A mulher acorda e o pescoço gane. Gane o pescoço, gane o braço direito, ganem as costas. O lado preguiçoso da mulher diz não vás, vais ficar pior. A parte teimosa da mulher levanta a família inteira, veste o mais novo, espicaça o mais velho, prepara pequenos almoços, nos intervalos ainda veste roupa confortável para o passeio. O lado preguiçoso zanga-se: não vês que tens o pescoço avariado?! A teimosia vence, a família sái para a escola e a mulher sái atrás deles, caminhando vigorosamente. Os primeiros metros são penosos, a preguiça pica, duvida, envenena. A mulher defende-se e respira, respira, lembrando-se das palavras dos professores de Pilates: usa a barriga para respirares, pescoço e costas têm de ficar livres, como se nada tivessem a ver com o resto. Depois do primeiro quilómetro, a mulher dá um pontapé valente á preguiça e de súbito esquece-se; esquece-se do pescoço, das costas, do braço, esquece-se que tem corpo, como se fosse apenas barriga e respiração. Quando dá por ela, passaram seis mil metros e está de volta a casa. Vencera a luta.

segunda-feira, 3 de junho de 2013

aventura no bloco operatório

O senhor meu pai teve hoje mais uma aventura no bloco operatório. Depois das anteriores que lhe rejuvenesceram o coração e lhe devolveram a vida, vestiu novamente o seu chapéu de explorador e as botas dos campos de África, e lançou-se a vencer mais um desafio do corpo: duas hérnias silenciosas que teimavam em dificultar-lhe a vida, impedi-lo de andar vigorosamente; em suma, duas espertas que procuravam restringir-lhe a mobilidade, como se quisessem provar-lhe os seus oitenta e seis anos.
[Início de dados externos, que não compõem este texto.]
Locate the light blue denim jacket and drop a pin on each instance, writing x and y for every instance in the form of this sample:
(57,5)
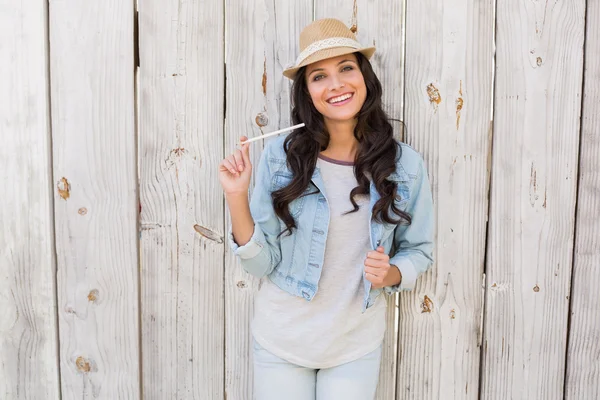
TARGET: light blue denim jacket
(294,262)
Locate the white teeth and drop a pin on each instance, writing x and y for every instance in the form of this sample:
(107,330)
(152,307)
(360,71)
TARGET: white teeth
(340,98)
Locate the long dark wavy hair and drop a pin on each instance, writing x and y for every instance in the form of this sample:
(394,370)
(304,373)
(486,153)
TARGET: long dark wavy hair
(376,153)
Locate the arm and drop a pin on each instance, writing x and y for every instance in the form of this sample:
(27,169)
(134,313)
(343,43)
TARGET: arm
(256,240)
(414,242)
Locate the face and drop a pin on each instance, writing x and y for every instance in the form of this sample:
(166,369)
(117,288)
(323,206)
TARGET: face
(337,87)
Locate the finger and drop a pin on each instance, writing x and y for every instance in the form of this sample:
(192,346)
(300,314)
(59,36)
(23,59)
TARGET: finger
(377,255)
(229,166)
(245,149)
(239,161)
(369,262)
(246,154)
(373,271)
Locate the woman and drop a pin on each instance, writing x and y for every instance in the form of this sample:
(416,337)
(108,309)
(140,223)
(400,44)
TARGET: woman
(331,203)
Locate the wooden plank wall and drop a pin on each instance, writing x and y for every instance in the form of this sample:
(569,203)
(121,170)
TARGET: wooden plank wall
(95,197)
(116,277)
(29,367)
(181,211)
(539,66)
(583,353)
(449,54)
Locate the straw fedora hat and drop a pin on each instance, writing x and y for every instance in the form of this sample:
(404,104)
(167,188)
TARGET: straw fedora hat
(325,38)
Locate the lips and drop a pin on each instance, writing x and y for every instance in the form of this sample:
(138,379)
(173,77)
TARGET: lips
(340,99)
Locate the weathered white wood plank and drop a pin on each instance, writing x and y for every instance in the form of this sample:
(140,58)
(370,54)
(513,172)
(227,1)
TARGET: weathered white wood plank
(182,232)
(262,38)
(380,24)
(28,340)
(583,356)
(449,55)
(92,81)
(536,136)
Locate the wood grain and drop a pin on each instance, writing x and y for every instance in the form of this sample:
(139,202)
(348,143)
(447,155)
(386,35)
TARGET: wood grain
(181,89)
(449,50)
(583,355)
(536,138)
(92,82)
(28,339)
(262,39)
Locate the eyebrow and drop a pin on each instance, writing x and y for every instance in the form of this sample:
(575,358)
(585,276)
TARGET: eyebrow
(321,69)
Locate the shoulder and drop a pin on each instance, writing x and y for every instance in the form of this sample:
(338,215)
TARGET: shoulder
(274,148)
(409,161)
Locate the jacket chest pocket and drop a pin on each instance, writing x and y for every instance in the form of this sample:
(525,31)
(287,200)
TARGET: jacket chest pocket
(281,180)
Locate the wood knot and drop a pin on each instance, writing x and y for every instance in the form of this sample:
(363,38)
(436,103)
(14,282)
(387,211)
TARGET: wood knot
(64,188)
(427,305)
(262,119)
(93,295)
(83,364)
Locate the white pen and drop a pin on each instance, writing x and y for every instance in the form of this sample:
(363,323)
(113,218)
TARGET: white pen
(291,128)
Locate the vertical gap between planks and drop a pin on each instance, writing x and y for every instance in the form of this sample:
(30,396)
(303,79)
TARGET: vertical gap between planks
(402,139)
(50,150)
(576,211)
(138,204)
(224,219)
(489,205)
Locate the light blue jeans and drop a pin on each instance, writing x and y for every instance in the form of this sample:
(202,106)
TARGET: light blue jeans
(277,379)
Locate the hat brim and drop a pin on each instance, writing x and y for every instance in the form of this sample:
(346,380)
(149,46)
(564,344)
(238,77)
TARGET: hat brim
(325,54)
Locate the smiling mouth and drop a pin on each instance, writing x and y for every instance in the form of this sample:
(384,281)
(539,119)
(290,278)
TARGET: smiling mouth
(340,99)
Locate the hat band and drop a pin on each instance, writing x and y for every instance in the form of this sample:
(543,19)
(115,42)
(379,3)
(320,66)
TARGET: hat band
(326,44)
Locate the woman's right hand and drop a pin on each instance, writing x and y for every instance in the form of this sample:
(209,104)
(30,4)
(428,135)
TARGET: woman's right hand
(235,171)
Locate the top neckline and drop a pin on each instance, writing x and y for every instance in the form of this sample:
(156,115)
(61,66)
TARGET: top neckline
(338,162)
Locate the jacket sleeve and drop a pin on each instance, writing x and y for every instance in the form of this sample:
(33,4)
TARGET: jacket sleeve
(262,253)
(414,242)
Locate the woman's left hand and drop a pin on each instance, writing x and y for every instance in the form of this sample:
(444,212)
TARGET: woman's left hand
(377,268)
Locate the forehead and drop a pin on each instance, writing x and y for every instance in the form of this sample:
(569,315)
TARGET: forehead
(329,62)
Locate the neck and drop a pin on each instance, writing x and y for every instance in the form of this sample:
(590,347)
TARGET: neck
(342,143)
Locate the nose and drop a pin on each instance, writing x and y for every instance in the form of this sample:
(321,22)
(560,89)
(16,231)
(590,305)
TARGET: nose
(336,83)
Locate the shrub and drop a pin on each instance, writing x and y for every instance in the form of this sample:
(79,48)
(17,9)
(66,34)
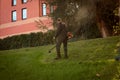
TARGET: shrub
(27,40)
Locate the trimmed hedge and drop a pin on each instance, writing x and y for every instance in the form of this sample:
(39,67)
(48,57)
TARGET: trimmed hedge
(27,40)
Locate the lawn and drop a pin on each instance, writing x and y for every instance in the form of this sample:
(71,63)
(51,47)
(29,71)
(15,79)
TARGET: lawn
(88,60)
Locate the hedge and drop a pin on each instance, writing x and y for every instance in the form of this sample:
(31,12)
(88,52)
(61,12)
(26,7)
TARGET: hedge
(27,40)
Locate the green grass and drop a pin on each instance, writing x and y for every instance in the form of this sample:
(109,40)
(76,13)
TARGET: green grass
(86,59)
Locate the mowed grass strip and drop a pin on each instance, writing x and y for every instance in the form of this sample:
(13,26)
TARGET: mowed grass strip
(88,60)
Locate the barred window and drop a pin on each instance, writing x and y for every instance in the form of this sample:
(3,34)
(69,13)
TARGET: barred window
(24,13)
(14,16)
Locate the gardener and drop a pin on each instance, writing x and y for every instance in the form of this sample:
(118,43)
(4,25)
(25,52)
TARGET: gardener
(61,37)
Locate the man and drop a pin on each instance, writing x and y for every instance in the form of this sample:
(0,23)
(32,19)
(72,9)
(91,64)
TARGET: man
(61,37)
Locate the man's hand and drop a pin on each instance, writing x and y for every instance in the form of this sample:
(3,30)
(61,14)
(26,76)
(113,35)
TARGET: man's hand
(54,38)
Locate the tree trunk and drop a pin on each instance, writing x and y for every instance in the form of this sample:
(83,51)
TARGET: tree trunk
(103,28)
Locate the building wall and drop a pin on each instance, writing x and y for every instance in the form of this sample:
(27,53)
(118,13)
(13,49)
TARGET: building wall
(34,13)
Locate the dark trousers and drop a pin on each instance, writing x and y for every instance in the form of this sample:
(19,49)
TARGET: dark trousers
(58,45)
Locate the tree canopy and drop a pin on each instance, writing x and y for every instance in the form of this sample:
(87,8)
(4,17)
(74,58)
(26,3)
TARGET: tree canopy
(89,18)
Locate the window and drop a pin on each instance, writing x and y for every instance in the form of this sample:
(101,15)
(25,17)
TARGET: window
(24,13)
(44,11)
(14,16)
(24,1)
(51,9)
(14,2)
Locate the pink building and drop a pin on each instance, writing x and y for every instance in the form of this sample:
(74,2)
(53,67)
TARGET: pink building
(20,16)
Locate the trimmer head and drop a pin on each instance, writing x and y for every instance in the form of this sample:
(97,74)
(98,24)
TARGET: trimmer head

Tão enganadinhas. O senhor engenheiro pode ter essa idade na morfologia mas no resto é mais ágil que muitos jovens, mais desperto que muitos executivos, mais activo que a maioria dos supostos atletas urbanos. Assim sendo, caçou as duas, meteu-as num frasco, deitou-lhes a língua de fora e até foi capaz de pedir que não lhe dessem anestesia geral porque não quer perder a memória. O senhor meu pai pode ter algumas cicatrizes mas leva-as com jeito, como recordações da vida que sempre quis: uma vida cheia, vivida nas mãos, nos olhos e em tudo o que guarda não em objectos mas nas células invulgarmente inteligentes do seu cérebro, e em cada poro da pele, também. O meu pai comove-se em silêncio com as coisas pequeninas; esse é o brilho da valentia que nunca acaba nos seus olhos.